This document describes changes between PGI Workstation 3.1 and previous releases, as well as late-breaking information not included in the current printing of the PGI User's Guide.
PGI Workstation 3.1 includes the following components:
Depending on the product you purchased, you may not have received all of the above components.
PGI Workstation 3.1 is supported on systems using Intel Pentium, Pentium II or Pentium III processors running NT 4.0 or higher, Solaris86 2.4 or higher, or Linux with a kernel version of 2.0 or above. This includes newer versions of Linux that use glibc 2.1.1, such as Redhat 6.0 and SuSE 6.x.

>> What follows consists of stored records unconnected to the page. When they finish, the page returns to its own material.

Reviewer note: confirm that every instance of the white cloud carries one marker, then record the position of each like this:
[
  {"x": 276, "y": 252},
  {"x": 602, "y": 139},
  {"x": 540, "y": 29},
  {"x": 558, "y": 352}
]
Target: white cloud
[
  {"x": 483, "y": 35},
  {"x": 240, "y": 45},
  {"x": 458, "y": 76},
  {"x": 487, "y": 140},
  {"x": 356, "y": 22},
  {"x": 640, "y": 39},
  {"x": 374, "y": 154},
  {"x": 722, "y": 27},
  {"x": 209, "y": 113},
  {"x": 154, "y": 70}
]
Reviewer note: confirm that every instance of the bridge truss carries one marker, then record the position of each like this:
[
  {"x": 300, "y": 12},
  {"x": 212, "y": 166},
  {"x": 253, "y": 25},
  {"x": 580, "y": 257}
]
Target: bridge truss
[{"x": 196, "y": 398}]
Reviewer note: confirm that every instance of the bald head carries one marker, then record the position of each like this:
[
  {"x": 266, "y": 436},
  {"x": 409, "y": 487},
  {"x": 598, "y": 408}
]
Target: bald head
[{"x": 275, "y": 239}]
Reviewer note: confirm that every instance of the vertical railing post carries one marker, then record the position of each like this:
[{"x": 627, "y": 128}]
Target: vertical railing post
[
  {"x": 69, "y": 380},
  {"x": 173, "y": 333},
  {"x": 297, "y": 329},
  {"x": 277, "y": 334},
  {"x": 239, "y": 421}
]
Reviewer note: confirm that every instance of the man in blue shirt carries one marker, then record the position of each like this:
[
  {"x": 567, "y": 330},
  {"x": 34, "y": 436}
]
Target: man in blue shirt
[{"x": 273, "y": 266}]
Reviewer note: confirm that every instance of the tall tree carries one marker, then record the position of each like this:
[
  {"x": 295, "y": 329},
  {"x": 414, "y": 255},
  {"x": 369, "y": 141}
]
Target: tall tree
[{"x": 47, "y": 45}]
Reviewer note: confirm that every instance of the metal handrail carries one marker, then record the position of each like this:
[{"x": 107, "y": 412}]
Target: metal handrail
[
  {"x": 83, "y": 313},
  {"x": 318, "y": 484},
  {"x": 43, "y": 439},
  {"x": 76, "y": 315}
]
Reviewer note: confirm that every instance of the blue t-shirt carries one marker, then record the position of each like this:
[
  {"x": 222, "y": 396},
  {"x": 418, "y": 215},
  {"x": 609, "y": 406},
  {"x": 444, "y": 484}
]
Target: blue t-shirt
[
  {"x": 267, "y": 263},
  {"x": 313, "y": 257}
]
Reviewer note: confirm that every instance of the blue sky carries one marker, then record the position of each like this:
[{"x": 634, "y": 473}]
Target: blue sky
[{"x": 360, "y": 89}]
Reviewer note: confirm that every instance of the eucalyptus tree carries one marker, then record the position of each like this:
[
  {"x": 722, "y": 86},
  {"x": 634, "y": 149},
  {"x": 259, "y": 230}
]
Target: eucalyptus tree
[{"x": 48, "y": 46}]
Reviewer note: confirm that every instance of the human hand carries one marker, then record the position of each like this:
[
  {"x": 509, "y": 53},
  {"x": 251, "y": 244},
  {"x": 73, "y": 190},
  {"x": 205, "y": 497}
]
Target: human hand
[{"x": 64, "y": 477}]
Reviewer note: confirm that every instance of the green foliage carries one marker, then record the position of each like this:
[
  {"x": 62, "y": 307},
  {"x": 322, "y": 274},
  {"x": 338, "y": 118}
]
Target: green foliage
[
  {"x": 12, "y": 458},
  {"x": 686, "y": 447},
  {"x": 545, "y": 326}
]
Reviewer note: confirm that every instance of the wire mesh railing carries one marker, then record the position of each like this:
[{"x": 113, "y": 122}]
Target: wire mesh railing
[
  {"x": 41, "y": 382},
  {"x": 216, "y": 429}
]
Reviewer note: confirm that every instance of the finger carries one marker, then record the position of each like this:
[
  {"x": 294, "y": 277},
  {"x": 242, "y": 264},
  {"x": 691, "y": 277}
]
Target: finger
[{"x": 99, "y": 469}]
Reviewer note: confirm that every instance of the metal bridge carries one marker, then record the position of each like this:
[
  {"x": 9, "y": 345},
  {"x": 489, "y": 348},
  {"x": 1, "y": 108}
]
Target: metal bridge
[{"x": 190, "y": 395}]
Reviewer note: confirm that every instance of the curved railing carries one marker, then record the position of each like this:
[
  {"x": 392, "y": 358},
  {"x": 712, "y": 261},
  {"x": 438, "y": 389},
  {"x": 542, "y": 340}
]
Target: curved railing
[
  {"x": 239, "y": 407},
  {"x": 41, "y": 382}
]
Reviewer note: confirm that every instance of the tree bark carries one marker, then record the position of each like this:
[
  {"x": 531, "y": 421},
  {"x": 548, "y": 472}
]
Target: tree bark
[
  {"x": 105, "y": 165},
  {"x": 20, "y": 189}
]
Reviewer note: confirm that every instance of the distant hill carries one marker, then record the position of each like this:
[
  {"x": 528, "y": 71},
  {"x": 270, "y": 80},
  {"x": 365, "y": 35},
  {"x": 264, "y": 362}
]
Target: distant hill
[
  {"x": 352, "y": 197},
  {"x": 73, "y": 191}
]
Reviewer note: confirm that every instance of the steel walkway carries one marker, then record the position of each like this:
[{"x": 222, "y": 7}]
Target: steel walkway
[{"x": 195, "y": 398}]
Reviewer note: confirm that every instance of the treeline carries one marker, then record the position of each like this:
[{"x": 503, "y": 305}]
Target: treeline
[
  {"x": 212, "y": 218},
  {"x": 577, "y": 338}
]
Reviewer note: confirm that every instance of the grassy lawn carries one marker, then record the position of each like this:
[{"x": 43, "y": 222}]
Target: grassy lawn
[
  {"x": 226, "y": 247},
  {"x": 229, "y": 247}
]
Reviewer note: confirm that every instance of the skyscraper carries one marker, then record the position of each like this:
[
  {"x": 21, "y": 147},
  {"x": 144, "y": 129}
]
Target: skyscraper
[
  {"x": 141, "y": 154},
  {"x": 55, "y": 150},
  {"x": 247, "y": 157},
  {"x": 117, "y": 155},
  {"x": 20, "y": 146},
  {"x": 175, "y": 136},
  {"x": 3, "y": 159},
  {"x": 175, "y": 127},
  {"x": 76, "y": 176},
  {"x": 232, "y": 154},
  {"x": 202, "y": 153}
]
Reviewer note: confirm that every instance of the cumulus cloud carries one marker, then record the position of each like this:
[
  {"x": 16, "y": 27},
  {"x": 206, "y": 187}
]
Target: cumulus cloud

The PGI compilers and tools are license-managed. For PGI Workstation products using PGI-style licensing (the default), a single user can run as many simultaneous copies of the compiler as desired, on a single system, and no license daemon or Ethernet card is required. However, usage of the compilers and tools is restricted to a pre-specified username. If you would like the PGI compilers and tools to be usable under any username, you must request FLEXlm-style license keys and use FLEXlm-style licensing. See section 1, PGI Workstation 3.1 Installation Notes, for a more detailed description of licensing options.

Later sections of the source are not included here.